The Cloudflare outage that affected ChatGPT, X, and Spotify
The bug was straightforward, but recovery was delayed by sporadic "recoveries" that confused engineers.
Major websites became inaccessible after Cloudflare was hit by an outage on Tuesday evening. Who is Cloudflare and why the outsized impact?
The outage has since been resolved. But why were so many seemingly unrelated sites affected?
What happened?
Looking at news sources, some of the sites that were affected include ChatGPT, Spotify, Canva, and X.
The outage began around 7:20pm SGT. "Core traffic" was largely restored within three hours, whilst complete restoration took another three hours. In total, the outage lasted around six hours.
So what happened?
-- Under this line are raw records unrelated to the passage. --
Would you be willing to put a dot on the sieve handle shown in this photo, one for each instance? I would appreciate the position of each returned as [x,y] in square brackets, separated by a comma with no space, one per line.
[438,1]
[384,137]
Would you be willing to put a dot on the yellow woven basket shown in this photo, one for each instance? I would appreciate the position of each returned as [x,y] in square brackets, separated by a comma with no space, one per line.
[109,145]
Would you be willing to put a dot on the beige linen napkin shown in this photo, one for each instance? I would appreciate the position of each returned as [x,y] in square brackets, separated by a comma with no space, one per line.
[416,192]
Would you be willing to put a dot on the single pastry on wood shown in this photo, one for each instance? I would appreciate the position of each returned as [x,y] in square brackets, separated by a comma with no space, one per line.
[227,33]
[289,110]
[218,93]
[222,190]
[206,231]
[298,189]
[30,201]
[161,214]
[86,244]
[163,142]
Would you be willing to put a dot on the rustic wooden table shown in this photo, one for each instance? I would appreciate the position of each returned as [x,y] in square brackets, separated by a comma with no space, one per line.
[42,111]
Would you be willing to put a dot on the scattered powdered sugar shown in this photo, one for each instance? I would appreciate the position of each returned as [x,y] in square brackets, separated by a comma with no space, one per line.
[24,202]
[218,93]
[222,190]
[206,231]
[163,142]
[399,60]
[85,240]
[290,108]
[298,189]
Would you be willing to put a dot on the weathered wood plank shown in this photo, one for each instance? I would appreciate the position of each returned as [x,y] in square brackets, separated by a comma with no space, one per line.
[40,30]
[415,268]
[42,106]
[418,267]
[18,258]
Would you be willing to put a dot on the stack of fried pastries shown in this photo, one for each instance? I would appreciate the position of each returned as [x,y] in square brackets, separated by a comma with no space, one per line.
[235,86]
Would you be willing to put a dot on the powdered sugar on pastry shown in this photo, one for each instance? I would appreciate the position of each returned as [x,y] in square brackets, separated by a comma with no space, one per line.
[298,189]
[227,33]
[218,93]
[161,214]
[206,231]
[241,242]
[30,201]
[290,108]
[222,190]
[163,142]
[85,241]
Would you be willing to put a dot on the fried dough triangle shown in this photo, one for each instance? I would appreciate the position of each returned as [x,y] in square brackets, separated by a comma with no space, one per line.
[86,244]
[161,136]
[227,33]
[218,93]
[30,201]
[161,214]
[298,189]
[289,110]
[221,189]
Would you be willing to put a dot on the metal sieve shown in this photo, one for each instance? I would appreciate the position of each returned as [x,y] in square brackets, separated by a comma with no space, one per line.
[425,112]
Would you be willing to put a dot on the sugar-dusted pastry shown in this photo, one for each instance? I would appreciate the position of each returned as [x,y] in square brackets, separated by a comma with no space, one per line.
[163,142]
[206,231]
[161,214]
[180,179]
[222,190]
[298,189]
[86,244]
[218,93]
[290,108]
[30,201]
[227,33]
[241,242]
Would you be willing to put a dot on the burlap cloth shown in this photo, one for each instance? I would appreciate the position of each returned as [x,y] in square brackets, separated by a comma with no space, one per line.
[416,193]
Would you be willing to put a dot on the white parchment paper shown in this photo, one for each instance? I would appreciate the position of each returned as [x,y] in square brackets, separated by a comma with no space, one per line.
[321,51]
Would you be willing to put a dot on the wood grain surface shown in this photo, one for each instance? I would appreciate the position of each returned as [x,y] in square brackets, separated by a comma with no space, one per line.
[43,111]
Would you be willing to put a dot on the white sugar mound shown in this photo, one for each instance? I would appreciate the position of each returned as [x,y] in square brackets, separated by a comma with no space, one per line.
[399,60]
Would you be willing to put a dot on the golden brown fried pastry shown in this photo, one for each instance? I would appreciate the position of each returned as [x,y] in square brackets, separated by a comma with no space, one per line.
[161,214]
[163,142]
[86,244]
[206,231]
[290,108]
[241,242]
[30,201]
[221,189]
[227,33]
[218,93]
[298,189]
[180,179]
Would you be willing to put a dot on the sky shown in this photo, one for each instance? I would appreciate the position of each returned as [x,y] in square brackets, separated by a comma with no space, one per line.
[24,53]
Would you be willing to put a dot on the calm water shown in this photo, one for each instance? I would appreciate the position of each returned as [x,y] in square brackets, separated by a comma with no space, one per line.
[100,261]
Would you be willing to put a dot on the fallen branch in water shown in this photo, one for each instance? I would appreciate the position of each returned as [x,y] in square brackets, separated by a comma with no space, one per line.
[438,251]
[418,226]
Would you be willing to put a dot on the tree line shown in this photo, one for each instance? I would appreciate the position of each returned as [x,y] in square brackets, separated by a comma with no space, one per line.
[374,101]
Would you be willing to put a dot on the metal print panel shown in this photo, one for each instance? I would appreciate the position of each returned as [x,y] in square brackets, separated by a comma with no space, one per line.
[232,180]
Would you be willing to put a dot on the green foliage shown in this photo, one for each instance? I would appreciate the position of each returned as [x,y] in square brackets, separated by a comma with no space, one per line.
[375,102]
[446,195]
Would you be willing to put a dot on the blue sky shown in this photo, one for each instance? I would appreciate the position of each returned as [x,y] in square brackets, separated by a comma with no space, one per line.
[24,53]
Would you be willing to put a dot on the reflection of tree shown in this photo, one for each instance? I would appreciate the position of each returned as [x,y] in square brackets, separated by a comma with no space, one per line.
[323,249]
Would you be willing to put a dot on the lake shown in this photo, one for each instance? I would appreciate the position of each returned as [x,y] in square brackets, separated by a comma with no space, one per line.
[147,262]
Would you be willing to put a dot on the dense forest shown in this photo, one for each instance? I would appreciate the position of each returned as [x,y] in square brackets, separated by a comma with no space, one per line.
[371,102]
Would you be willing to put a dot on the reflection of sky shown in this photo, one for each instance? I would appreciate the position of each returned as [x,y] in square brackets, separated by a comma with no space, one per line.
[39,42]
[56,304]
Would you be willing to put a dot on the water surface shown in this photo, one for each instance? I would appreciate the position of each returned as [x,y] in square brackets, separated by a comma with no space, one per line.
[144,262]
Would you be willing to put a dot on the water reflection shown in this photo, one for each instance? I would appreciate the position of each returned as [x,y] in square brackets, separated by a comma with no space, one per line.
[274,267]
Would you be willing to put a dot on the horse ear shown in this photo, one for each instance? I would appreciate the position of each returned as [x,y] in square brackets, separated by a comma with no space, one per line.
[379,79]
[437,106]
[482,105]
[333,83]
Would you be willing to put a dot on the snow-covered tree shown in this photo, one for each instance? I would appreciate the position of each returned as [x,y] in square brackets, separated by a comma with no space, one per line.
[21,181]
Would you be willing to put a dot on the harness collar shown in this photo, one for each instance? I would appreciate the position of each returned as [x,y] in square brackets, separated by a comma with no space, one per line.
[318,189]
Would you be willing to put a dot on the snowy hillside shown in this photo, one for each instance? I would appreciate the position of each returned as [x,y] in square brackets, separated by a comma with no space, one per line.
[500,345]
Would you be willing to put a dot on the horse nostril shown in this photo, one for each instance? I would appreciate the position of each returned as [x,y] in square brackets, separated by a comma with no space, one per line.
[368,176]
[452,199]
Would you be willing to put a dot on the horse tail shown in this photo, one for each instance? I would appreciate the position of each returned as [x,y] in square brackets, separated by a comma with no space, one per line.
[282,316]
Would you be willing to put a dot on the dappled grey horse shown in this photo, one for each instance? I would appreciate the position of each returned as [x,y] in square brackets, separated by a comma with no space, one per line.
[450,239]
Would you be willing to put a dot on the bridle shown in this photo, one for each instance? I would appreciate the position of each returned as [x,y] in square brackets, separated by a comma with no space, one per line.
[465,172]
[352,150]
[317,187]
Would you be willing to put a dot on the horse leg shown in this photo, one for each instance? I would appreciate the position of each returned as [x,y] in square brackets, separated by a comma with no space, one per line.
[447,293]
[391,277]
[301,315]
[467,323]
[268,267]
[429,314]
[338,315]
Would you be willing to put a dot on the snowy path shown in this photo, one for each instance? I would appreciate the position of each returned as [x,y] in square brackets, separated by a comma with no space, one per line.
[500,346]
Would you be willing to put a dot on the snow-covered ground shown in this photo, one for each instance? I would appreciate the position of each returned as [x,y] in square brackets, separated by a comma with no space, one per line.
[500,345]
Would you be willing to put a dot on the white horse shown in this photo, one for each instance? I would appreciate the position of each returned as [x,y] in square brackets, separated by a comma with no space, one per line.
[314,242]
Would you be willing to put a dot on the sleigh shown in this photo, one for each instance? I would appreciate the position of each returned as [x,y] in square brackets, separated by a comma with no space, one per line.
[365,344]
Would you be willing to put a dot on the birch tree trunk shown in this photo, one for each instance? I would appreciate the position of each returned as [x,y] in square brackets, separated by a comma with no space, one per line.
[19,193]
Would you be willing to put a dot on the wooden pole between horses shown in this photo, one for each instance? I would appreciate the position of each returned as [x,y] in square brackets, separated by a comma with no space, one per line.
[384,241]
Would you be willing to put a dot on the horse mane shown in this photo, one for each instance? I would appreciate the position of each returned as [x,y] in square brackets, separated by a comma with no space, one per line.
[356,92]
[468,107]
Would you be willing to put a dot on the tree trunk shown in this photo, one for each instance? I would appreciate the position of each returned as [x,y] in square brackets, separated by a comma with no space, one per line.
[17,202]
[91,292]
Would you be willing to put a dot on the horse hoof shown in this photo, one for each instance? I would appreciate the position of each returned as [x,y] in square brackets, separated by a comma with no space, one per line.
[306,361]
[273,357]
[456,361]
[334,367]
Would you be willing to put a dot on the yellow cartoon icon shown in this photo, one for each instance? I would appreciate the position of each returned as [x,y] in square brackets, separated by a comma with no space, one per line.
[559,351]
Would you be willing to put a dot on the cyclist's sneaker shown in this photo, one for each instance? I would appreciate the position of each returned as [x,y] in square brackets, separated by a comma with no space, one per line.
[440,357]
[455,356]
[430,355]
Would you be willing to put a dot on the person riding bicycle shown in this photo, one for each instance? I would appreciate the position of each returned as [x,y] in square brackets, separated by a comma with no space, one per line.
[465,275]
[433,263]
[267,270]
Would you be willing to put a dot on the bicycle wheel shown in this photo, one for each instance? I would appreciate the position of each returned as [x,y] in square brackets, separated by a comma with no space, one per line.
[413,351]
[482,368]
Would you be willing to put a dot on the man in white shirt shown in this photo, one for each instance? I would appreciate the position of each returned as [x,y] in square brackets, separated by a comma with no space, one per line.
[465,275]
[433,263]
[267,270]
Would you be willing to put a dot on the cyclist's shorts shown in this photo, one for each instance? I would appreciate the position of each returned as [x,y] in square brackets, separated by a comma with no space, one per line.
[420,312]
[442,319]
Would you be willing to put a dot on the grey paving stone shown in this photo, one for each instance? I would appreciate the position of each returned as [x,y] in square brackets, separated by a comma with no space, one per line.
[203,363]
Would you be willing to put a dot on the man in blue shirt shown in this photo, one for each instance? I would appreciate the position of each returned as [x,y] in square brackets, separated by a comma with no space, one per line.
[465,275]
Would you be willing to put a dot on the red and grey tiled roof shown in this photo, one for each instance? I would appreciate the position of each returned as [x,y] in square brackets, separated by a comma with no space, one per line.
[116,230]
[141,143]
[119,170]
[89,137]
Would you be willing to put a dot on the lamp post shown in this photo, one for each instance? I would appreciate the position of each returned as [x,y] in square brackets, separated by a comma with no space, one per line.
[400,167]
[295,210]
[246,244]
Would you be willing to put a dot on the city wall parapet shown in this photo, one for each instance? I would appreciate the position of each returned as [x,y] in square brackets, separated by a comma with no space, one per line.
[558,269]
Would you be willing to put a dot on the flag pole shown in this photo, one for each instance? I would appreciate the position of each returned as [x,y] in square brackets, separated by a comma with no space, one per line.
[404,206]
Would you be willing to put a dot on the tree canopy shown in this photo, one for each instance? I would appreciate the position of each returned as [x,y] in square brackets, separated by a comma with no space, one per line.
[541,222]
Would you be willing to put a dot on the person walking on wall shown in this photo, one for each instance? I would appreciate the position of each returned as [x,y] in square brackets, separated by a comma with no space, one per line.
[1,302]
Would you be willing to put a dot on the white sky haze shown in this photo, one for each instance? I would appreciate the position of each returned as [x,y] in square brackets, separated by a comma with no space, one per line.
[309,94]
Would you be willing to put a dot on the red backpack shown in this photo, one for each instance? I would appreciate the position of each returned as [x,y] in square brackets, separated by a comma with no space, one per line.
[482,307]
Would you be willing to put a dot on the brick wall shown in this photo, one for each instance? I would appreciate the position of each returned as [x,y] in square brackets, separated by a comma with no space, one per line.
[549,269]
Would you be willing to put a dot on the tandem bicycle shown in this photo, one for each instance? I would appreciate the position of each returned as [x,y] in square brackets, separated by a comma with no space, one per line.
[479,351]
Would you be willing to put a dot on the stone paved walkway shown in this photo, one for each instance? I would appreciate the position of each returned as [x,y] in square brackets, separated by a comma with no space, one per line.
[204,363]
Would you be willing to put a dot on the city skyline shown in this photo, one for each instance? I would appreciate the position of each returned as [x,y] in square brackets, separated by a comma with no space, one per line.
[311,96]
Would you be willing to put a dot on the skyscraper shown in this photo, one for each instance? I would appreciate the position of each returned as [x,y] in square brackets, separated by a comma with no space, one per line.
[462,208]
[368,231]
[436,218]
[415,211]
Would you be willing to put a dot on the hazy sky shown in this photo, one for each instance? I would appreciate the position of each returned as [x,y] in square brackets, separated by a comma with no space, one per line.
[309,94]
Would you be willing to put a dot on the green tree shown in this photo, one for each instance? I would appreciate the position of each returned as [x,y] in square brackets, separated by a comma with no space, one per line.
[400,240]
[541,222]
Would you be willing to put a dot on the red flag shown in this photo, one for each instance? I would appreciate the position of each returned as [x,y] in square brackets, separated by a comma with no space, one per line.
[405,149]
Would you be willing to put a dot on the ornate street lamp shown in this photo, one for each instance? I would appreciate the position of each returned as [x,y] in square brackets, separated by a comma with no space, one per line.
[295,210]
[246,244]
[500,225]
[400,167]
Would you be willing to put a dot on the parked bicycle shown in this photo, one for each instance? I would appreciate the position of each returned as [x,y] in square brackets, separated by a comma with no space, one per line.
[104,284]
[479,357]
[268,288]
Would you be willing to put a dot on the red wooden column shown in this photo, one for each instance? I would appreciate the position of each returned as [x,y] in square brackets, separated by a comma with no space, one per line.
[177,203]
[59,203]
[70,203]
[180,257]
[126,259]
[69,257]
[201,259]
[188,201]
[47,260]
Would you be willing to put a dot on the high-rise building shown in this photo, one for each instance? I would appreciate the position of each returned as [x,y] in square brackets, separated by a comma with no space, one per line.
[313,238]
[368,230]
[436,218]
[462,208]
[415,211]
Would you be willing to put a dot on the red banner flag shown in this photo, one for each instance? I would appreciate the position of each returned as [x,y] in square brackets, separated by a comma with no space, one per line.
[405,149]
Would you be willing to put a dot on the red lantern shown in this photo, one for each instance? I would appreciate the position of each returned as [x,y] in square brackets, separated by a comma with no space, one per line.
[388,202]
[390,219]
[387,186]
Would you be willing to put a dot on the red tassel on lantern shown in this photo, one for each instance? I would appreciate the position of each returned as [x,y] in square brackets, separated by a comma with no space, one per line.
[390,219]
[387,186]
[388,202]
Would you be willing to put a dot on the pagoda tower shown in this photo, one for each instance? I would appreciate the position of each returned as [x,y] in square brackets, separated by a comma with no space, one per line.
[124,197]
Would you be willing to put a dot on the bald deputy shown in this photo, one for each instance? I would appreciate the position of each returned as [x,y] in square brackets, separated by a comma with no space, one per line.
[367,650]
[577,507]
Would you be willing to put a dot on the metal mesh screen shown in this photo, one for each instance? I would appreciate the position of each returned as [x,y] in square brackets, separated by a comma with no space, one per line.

Cloudflare says the outage wasn't caused by a cyberattack or malicious activity. Instead, it stemmed from an internal configuration error that caused its core software to fail.
The details
In a detailed blog post, Cloudflare CEO Matthew Prince explained exactly what happened.
The bug: A change to one of Cloudflare's database systems' permissions caused it to output multiple entries into a "feature file" used by its Bot Management system. The result was a much larger feature file that propagated to all machines. Unable to manage the outsized file, the software relying on this file to route traffic failed.
The delay: Whilst the bug was straightforward compared to the complex one that downed AWS last month, recovery was delayed due to sporadic recovery that caused engineers to suspect a massive DDoS.
Turns out that a good feature file was occasionally generated by an unaffected part of the cluster. So Cloudflare systems would work again, only to be downed by the next update. Updates went out every five minutes.
Role of Cloudflare
What does Cloudflare do? Simply put, it provides content delivery network (CDN) services that serve as a cache of websites to reduce load times. The result is better user experiences.
Over time, it gained other capabilities, including helping businesses to defend against DDoS attacks, reduce load on their servers, and provide an "always on" feature when servers are down, though only for static content.
This results in better reliability and uptime.
Other options
Should companies drop Cloudflare? It's worth noting that Cloudflare has a massive network handling an estimated 20% of global web traffic. It can shrug off attacks that even most telcos can't.
It competes against the likes of Akamai, Fastly, in-house CDNs from the public cloud giants, and scores of smaller competitors.
And whilst options exist, it takes time to switch to another provider. In most cases, tight integration and use of proprietary security-related capabilities might make a quick transition impossible.
My take? Organisations will simply keep using Cloudflare, especially given the quick rectification and transparency.